Entah bila tepatnya kami pertama kali berjumpa, namun hari itu kami duduk berdampingan di Masjidil Haram, di antara dua waktu shalat di bulan haji. Saya tidak tahu persis sejak kapan dia mulai duduk disebelah saya karena saat itu saya sedang khusuk dengan Al Quran di tangan. Sekeliling saya agak sepi. Sebagian jamaah memanfaatkan antara dua waktu shalat untuk ke luar masjid sekedar mengisi perut atau memperbaharui wudhu. Seperti biasa saya mengaji dengan suara rendah, namun suasana masjid yang sedang sepi tampaknya membuat orang yang duduk di sebelah saya dapat mendengar bacaan saya dengan cukup jelas.

"Saya suka bacaanmu….", begitu katanya kira-kira setelah saya menutup kitab suci dan tersadar akan dia -seorang ibu- yang kiranya sudah menyimak bacaan saya sejak tadi. Katanya dia teringat anaknya yang suka mengaji. Kemudian kami berkenalan dan obrolan kami pun mengalir begitu saja tentang banyak hal. Satu yang saya ingat bahwa salah seorang anaknya mempunyai latar belakang pendidikan yang sama dengan saya. Sayang saya tak membawa apa-apa saat itu yang patut untuk saya berikan padanya sebagai tanda mata, namun alhamdulillah buku kecil dan pena di tas saya sempat saya sodorkan, berikut sebuah kartu nama yang terselip di dompet saya. Lalu kami bertukar alamat. Begitulah Allah mempertemukan kami.

Penggalan kejadian berikutnya sungguh saya lupa. Entah kapan dan bagaimana akhirnya kami berpisah dan tak sempat bersua lagi hingga ibadah haji berakhir.

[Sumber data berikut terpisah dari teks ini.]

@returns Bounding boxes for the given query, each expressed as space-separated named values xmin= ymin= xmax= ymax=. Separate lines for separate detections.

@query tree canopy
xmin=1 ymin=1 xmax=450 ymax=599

Hampir dua tahun berlalu. Ibu itu kiranya tetap mendapat tempat di hati saya. Satu dari sekian banyak orang yang saya temui silih berganti selama dalam perjalanan haji. Pertemuan dengannya masih saya ingat meski tak banyak yang bisa saya lakukan. Hanya sekedar mengenang-ngenang. Buku kecil bertuliskan alamat yang dulu saya sodorkan padanya di Masjidil Haram kiranya tersimpan rapi di rak buku di rumah kelahiran saya. Ribuan kilometer jauhnya dari tempat saya berada sekarang. Ah, bahkan saya tak dapat memberitahukan pada ibu itu bahwa alamat saya telah berubah, setidaknya untuk sementara waktu, karena sepulang berhaji mendadak saya harus mendampingi suami melanjutkan pendidikan di negeri lain. Yah, mungkin suatu saat Allah akan memberi jalan bagi kami bersilaturrahim lagi, pikir saya jika terkenang padanya.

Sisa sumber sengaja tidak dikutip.